Turkey, EU aim to strengthen civil society with new projects

ÖZGENUR SEVINÇ
ANKARA
Published
Although the EU has announced the allocation of funds for recent projects, it decided to cut Turkey’s pre-accession funds by 146.7 million euros in its 2019 budget.
Although the EU has announced the allocation of funds for recent projects, it decided to cut Turkey’s pre-accession funds by 146.7 million euros in its 2019 budget.

The cooperation between Turkey and the EU for the Civil Society Support Program will continue, representatives of both sides confirmed yesterday at the opening ceremony of the program in Ankara

Turkey and EU representatives Tuesday stressed that they attach utmost importance to strengthening the former's civil society. They underlined that the efforts to do so will continue with projects, supported by the Instrument for Pre-Accession Assistance (IPA).

The Deputy Minister of Foreign Affairs and Director for EU affairs, Faruk Kaymakçı, and the head of the EU delegation to Turkey, Christian Berger, attended the opening ceremony of the Civil Society Support Program yesterday. The program is being organized by the Directorate for EU Affairs.

Speaking at the ceremony, Kaymakçı said, "For more than 15 years, projects aiming to strengthen civil society dialogue and improve the capacities of civil society organizations have been supported."

Representatives of various public institutions and civil society organizations also attended the event held in Ankara.

Mehmet Selim Uslu, director of the Central Finance and Contracts Unit, in his opening speech, said: "In the first round of IPA in 2007-2013, 75 million euros [$85.76 million] were provided to civil society organizations under various programs."

For the 2014-2020 period with IPA II, 190 million euros would be spent on the organizations. Uslu added that the Directorate for EU Affairs will coordinate the Civil Society Support Program and will be responsible for the technical implementation of the program and its sustainability.

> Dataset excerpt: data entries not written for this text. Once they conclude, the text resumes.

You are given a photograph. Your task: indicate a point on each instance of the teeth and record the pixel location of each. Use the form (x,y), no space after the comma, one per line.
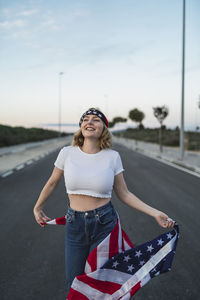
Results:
(90,129)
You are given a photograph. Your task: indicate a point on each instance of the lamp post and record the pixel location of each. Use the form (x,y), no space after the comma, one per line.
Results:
(59,102)
(182,89)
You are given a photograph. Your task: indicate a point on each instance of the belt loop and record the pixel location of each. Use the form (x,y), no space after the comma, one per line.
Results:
(96,212)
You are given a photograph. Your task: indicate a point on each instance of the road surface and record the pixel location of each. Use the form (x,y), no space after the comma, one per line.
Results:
(32,258)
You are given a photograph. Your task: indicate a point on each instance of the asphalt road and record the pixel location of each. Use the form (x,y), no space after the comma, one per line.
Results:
(32,258)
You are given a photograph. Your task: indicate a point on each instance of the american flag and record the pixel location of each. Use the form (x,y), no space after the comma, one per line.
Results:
(116,269)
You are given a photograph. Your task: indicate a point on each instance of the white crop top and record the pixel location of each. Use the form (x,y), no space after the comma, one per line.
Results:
(89,174)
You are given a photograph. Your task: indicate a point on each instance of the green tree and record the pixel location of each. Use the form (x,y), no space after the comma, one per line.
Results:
(160,112)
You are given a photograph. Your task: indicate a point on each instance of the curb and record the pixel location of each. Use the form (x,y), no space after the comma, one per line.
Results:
(174,163)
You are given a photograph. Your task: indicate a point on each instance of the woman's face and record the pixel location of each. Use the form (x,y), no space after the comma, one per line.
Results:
(92,126)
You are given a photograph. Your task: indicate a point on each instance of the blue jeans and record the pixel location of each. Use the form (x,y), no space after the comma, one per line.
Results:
(84,231)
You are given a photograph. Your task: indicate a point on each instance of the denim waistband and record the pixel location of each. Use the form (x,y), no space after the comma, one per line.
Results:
(97,210)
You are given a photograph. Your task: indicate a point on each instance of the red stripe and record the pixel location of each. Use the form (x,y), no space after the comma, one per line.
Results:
(126,238)
(113,243)
(92,260)
(102,286)
(74,295)
(61,221)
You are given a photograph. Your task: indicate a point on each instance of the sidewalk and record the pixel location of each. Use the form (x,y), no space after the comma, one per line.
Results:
(14,158)
(171,155)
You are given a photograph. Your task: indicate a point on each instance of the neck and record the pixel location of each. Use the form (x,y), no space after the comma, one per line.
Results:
(91,146)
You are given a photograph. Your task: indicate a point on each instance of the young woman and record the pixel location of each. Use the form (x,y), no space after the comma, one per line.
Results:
(91,170)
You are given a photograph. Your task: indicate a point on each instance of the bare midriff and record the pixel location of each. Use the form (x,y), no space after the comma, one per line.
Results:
(85,202)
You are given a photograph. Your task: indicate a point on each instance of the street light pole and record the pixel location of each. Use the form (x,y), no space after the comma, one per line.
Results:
(59,102)
(183,88)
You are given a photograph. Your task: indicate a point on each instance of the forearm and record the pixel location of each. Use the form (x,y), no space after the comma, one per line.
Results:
(131,200)
(44,195)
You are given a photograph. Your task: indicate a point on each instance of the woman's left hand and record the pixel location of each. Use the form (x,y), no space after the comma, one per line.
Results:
(163,220)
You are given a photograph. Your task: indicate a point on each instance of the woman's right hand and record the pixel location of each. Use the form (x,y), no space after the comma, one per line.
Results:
(40,216)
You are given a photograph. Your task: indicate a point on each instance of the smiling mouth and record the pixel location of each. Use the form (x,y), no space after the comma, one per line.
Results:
(88,129)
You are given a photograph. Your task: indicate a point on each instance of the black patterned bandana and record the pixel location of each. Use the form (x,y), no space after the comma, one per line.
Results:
(96,112)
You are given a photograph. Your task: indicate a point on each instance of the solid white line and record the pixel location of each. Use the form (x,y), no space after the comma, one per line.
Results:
(172,164)
(20,167)
(7,174)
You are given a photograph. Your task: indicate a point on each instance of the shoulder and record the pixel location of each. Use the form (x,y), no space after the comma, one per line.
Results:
(66,149)
(112,153)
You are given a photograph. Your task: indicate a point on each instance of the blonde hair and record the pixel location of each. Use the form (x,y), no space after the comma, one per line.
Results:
(105,140)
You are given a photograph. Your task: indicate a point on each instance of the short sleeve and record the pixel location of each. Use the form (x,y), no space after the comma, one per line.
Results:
(59,163)
(118,168)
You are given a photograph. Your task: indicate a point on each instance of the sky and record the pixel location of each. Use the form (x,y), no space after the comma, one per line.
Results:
(116,55)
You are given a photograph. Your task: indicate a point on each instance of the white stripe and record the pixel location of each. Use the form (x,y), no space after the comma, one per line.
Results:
(144,270)
(108,275)
(126,245)
(88,291)
(120,238)
(87,268)
(6,174)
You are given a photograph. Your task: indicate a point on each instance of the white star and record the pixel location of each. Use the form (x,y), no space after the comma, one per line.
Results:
(160,242)
(130,268)
(115,264)
(169,236)
(126,258)
(142,262)
(138,253)
(150,248)
(154,270)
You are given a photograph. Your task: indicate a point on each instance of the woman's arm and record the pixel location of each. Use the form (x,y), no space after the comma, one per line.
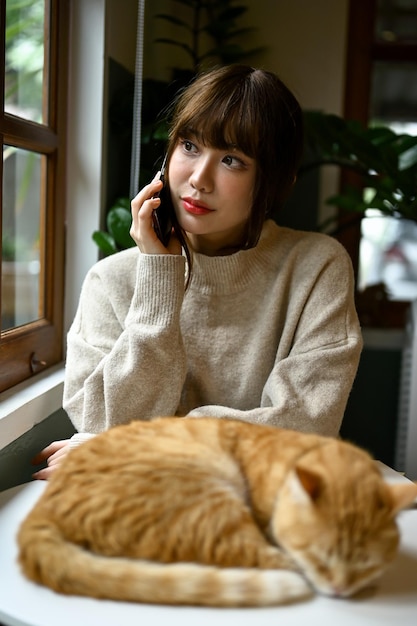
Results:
(317,354)
(125,358)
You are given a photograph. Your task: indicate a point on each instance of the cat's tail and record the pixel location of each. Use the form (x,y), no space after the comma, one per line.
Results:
(47,558)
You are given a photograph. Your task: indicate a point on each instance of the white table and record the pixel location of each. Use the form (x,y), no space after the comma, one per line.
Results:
(23,603)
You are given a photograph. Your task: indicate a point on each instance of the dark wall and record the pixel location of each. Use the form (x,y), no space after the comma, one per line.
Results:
(371,415)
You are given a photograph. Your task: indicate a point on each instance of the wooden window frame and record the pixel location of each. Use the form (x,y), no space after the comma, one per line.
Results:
(29,349)
(362,52)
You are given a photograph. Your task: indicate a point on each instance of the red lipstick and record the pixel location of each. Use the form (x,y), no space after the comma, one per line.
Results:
(195,206)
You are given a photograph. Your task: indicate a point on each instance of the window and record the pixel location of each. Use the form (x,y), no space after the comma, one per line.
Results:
(381,88)
(32,199)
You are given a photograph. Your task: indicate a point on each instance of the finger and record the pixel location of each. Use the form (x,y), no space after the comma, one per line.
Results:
(49,450)
(44,474)
(146,193)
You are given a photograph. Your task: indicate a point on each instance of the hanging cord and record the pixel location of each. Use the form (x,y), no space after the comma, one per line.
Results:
(137,104)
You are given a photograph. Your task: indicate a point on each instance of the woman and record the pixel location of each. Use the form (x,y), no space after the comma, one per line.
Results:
(254,322)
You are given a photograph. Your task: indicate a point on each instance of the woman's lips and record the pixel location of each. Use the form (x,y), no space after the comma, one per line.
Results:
(195,207)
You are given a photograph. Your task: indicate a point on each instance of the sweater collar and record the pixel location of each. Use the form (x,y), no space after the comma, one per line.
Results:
(235,272)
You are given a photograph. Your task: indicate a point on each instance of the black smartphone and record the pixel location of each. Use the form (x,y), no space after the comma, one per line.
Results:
(162,220)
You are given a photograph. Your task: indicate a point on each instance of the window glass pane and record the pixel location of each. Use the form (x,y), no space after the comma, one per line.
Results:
(396,20)
(388,248)
(24,75)
(22,234)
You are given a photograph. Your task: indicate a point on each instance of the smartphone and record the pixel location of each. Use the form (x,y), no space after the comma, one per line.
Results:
(162,221)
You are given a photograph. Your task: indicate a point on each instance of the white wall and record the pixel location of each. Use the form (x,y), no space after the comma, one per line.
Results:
(99,29)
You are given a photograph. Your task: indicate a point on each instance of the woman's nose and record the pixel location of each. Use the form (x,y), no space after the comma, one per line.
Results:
(202,175)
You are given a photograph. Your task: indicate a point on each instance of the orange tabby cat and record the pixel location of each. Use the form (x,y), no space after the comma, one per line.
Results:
(212,512)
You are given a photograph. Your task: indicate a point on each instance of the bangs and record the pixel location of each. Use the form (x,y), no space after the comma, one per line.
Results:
(224,121)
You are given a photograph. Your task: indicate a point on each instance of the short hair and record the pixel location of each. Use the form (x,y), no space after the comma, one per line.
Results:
(253,109)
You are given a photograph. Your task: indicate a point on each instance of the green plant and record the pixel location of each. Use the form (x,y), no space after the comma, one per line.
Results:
(384,161)
(118,223)
(217,21)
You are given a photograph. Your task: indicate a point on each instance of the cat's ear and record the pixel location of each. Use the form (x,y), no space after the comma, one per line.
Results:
(402,495)
(311,482)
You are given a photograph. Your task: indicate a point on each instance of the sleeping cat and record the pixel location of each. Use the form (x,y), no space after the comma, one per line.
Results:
(212,512)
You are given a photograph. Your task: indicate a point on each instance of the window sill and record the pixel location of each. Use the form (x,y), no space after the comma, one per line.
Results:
(29,403)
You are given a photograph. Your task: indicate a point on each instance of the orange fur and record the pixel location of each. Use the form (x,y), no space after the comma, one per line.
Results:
(212,512)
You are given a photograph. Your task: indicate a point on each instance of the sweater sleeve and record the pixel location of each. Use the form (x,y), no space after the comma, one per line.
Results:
(316,363)
(125,357)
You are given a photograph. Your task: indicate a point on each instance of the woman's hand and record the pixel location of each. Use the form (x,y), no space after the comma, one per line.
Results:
(53,455)
(142,231)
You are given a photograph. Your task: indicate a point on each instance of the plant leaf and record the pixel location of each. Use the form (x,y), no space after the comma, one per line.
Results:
(118,223)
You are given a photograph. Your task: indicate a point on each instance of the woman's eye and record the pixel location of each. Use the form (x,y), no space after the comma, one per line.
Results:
(233,161)
(188,145)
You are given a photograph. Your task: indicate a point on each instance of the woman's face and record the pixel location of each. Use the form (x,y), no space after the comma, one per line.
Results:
(212,193)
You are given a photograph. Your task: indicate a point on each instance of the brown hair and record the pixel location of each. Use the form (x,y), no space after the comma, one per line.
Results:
(253,109)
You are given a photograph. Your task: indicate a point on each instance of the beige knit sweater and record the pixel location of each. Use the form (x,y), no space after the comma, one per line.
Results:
(267,335)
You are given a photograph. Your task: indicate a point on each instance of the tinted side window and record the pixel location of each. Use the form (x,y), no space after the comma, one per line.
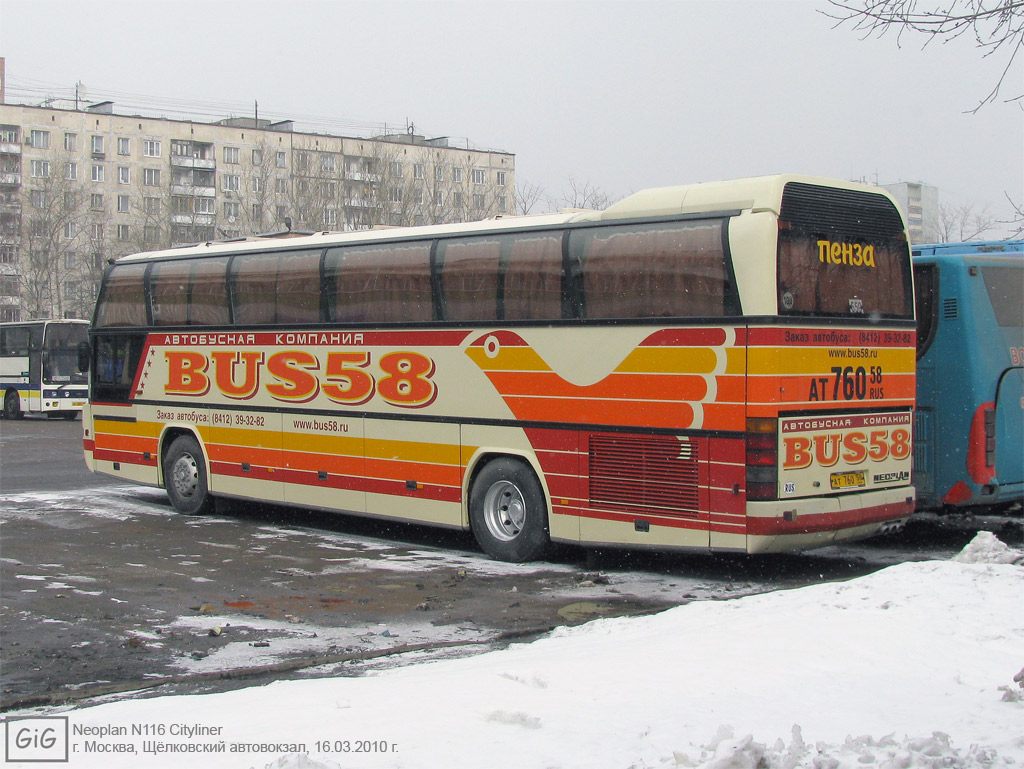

Turkey became eligible for EU membership in 1997 and accession talks began in 2005. In recent years, Turkey has complained that the EU decision to not open new chapters in its accession negotiations was politically motivated.

With an aim to support Turkey's accession process, the EU has provided IPA funds to programs that "aim at aligning Turkish legislation and standards with the EU's, building [the] authorities' capacity for undertaking this harmonization and implementing the reforms throughout the accession process," the EU Delegation of Turkey website says.

Stressing that Turkey is very rich regarding civil society organizations, Berger said that there are 100,000 organizations that represent more than 9 million people as active members.

"With the end of the state of emergency in Turkey and projects like this we can once again broaden the space for the civil society," Berger said, adding that, "We work together to remove administrative obstacles for the works of civil society."

In relation to the aims of the EU and Turkey, Berger said that their objectives are to increase the autonomy, representation and accountability of the organizations. He added that they also want to increase the effectiveness of Turkey's civil society and strengthen the networking and cooperation capacity between the public sector and the organizations.

Berger also highlighted that the EU and Turkey agreed on these objectives in a country strategy document. Accordingly, he read from the respective section: "Civil society activities can stimulate and expand the space for dialogue and cooperation methods of the public, including the EU accession process. Active civil society demonstrates effective pluralism, which implies respect for fundamental rights and freedoms, the rule of law and the possibility for social and political change."

Despite the EU's announcement of the allocation of funds for recent projects, the bloc has decided to cut Turkey's pre-accession funds by 146.7 million euros in its 2019 budget.

Following the opening speeches, Kaymakçı conducted a short survey about Turkey's EU accession with the participants of the meeting.

According to the mobile survey, 91 percent of the 217 participants said they supported Turkey's EU accession. Commenting on the results, Kaymakçı said it clearly indicates that Turkey has not given up on its objective to join the EU.

In the survey, the participants chose, respectively, democracy and human rights, higher living standards and visa liberalization as the three major benefits that the EU would provide Turkey.

A total of 92 percent of the participants said they do not believe that the EU will accept Turkey's membership bid under current circumstances.

According to the survey, participants listed the EU's three major reservations about Turkey's accession - around 24 percent said the fact that the majority of Turkey's population is Muslim, 22 percent said the democratic standards in Turkey and 20 percent said historical prejudices against Turkey.